Wir fanden heraus, dass diese Fingerabdruckmethode eine leistungsfähige Methode zur Klassifizierung von Arzneimitteln nach ihrem Wirkungsmechanismus darstellt. Zum Beispiel wirken zahlreiche Arzneimittel in klinischer Anwendung, wie Taxol, indem sie das Mikrotubuli-Skelett in Krebszellen zerstören. Wir fanden heraus, dass alle diese Mikrotubuli-störenden Medikamente ähnliche Signaturen hatten und dass ein Pestizid, von dem angenommen wurde, dass es durch andere Mechanismen wirkt, tatsächlich funktionierte, indem es das Mikrotubuli-Skelett störte. Hier ist das von uns veröffentlichte Papier, das diese Methode beschreibt:
http://www.columbia.edu/cu/biology/StockwellLab/index/publications/Wolpaw_PNAS_2011.pdf
Wir haben Tausende von Medikamenten mit diesem System getestet und die resultierenden Daten in einem großen Baum organisiert, der verschiedene Mechanismen zeigt, durch die Medikamente Zellen töten. Der Baum begann mit seinem Stamm am unteren Rand der Seite und teilte sich wiederholt in kleinere Zweige auf, während er die Seite nach oben wanderte. Während viele feine Äste oben endeten, konnten wir drei große Teile des Stammes erkennen. Der linke Stamm stellte die Medikamente dar, die Nekrose oder unregulierten Zelltod verursachen. Der mittlere Stamm stellte Medikamente dar, die Apoptose verursachen. Diese beiden Stämme repräsentierten die beiden Hauptformen des Zelltods. Aber es gab rechts einen dritten Stamm, der eine Anomalie zu sein schien.
Wir bemerkten, dass der dritte Stamm die Chemikalie Erastin enthielt. Fast neun Jahre zuvor hatte mein Labor versucht, eine Chemikalie zu finden, die selektiv Krebszellen abtötet, die das RAS-Onkogen enthalten, indem Tausende von Chemikalien auf diese Aktivität untersucht wurden.
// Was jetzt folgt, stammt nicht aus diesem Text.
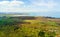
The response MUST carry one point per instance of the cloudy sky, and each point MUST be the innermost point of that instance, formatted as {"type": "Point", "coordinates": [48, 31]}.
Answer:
{"type": "Point", "coordinates": [34, 7]}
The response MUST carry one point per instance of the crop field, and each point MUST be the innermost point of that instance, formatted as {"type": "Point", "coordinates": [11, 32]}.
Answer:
{"type": "Point", "coordinates": [38, 27]}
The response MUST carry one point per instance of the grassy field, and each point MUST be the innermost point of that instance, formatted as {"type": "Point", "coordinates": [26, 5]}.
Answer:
{"type": "Point", "coordinates": [38, 27]}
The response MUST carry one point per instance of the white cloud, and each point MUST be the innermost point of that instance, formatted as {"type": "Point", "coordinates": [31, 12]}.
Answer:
{"type": "Point", "coordinates": [20, 6]}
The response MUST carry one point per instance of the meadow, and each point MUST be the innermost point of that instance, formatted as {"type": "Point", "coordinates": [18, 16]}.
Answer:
{"type": "Point", "coordinates": [33, 27]}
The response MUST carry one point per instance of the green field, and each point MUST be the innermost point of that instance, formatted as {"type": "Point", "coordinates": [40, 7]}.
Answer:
{"type": "Point", "coordinates": [38, 27]}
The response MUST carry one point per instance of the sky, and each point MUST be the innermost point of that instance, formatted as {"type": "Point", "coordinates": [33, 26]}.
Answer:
{"type": "Point", "coordinates": [33, 7]}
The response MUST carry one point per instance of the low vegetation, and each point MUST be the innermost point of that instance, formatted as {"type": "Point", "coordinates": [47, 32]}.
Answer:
{"type": "Point", "coordinates": [15, 27]}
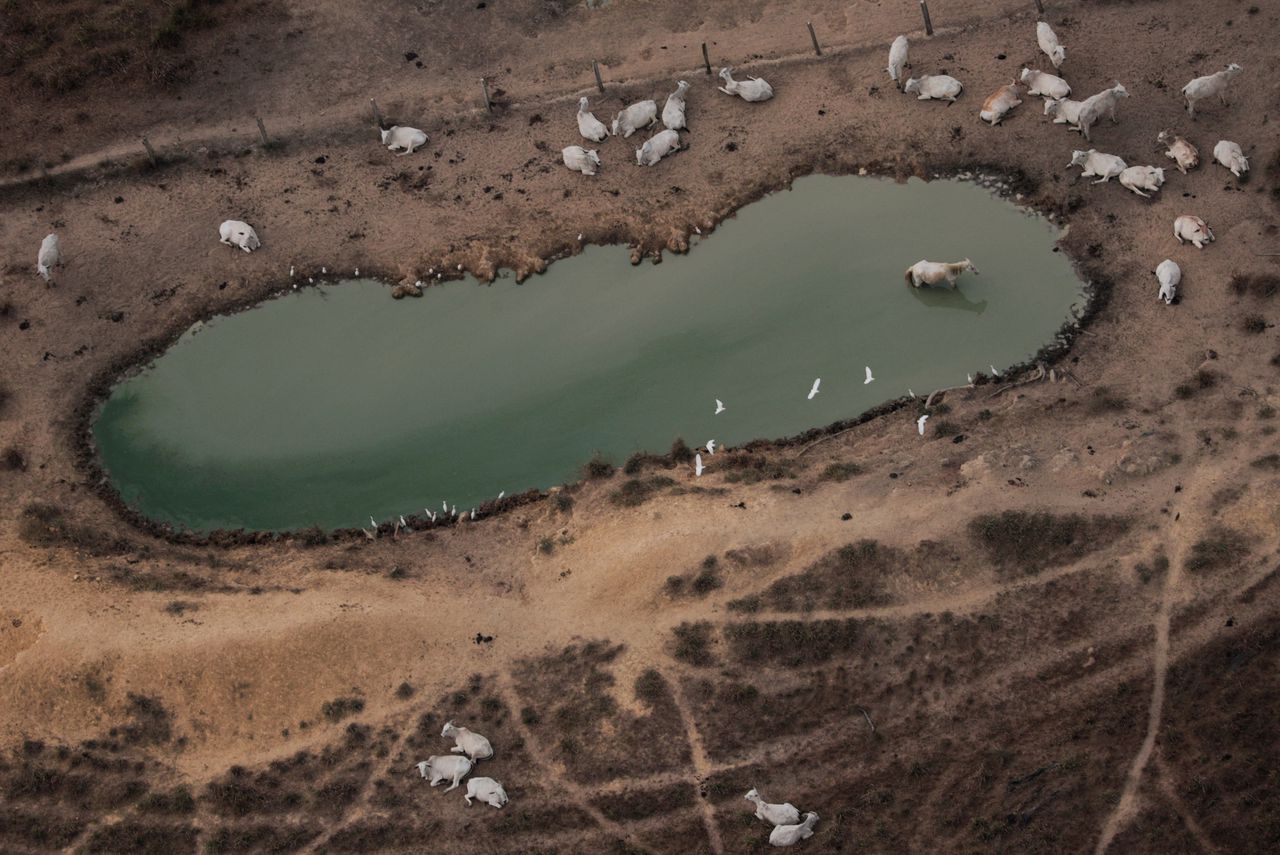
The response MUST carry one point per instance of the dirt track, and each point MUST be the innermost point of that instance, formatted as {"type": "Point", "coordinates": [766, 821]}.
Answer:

Als die Ergebnisse von der Maschine geliefert wurden, die die Anzahl der lebenden Zellen in jedem Miniatur-Reagenzglas ermittelte, hatte ich die Muster untersucht. Reihe um Reihe von Testdaten liefen über den Computerbildschirm. Gegen Ende der Analyse sah ich es: nur eine Chemikalie von 20.000 getesteten, die selektiv RAS-Mutantenzellen tötete. Es war eine wahre Nadel im Heuhaufen, und wir nannten diese Chemikalie Erastin. Eine merkwürdige Beobachtung über Erastin blieb mir im Gedächtnis: Wir hatten Beweise dafür, dass Erastin die Apoptose nicht aktivierte. Darüber hinaus konnte ich damals nicht sagen, wie Erastin Zellen tötete.
Wir fanden heraus, dass Erastin an diesem dritten Stamm unseres Zelltodbaums lokalisiert war. Unsere Umarmung des Potenzials von Erastin wurde durch zwei Anomalien ermöglicht – Erastin selbst tötet durch einen neuen Mechanismus und das Sehen eines unerwarteten dritten Stammes auf dem Zelltodbaum. Diese Anomalien führten schließlich dazu, dass unser Cell Paper 2012 Ferroptose als eine neue Form des Zelltods vorschlug:
http://www.columbia.edu/cu/biology/StockwellLab/index/publications/Dixon_Cell_2012.pdf
Seitdem habe ich festgestellt, dass das Suchen und Ausnutzen von Anomalien ein wertvoller Weg ist, um transformative Entdeckungen zu machen. Allen, die mit der Wissenschaft beginnen, empfehle ich, besonders auf die von Ihnen generierten Daten zu achten, die nicht Ihren Erwartungen entsprechen – darin kann der Schlüssel zu einem spannenden Durchbruch liegen.